Once a mobile app version is installed by a user, there is no guarantee that they will ever update it, so that version of the app could be ‘in the wild’ forever, i.e. every version over time continues to exist (which is what I mean be four dimensional). See Why don’t users update apps?. This means you have to be very careful with integrations to anything outside of the shipped app package. You can’t rely on the current state of your code base to tell you how all the live versions of the app are interacting with these interfaces.
This has the following consequences:
- You need to take care when changing service APIs used by the app. You need to make sure they are backwards compatible.
- Remote config becomes difficult to manage. Changing a remote config value changes it in all version of the app. Some examples:
- You can’t develop a feature behind a remote config flag, then turn it on when it is completed. It would be turned on for all versions, including those where the feature was incomplete.
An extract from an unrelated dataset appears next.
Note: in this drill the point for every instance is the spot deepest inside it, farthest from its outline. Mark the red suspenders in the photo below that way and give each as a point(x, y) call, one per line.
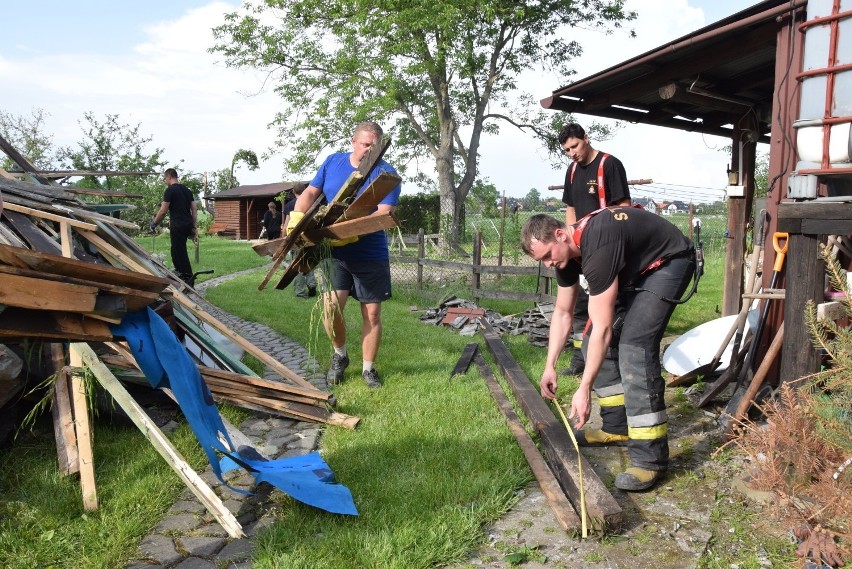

- If a feature relies on the value of a remove config value to be ‘on’, you can’t remove that remote config item in the future, without turning the feature ‘off’ for users of older versions.
- You can’t use a simple boolean flag across multiple versions of the app. If you have to switch a feature off in one version because it didn’t work, you can’t switch it on in a future version when it’s fixed without switching it back on for the older versions.
- Just because something isn’t referenced in the code, it doesn’t mean that it isn’t live in the app - see https://adambennett.dev/2021/06/a-cautionary-tale/
- You need to add analytics, kill switches, force upgrade mechanisms etc before the version you want to analyse / kill / force upgrade. This requires either very good forethought, or time travel. It’s easy to think ‘let’s add analytics to see how the old version is used’. But users on the old version won’t update and get your analytics. (If they did update, you wouldn’t need the analytics).
How to mitigate:
- Use analytics to track how many people are using different versions of an app, and use specific analytics to track how specific integrations are being used.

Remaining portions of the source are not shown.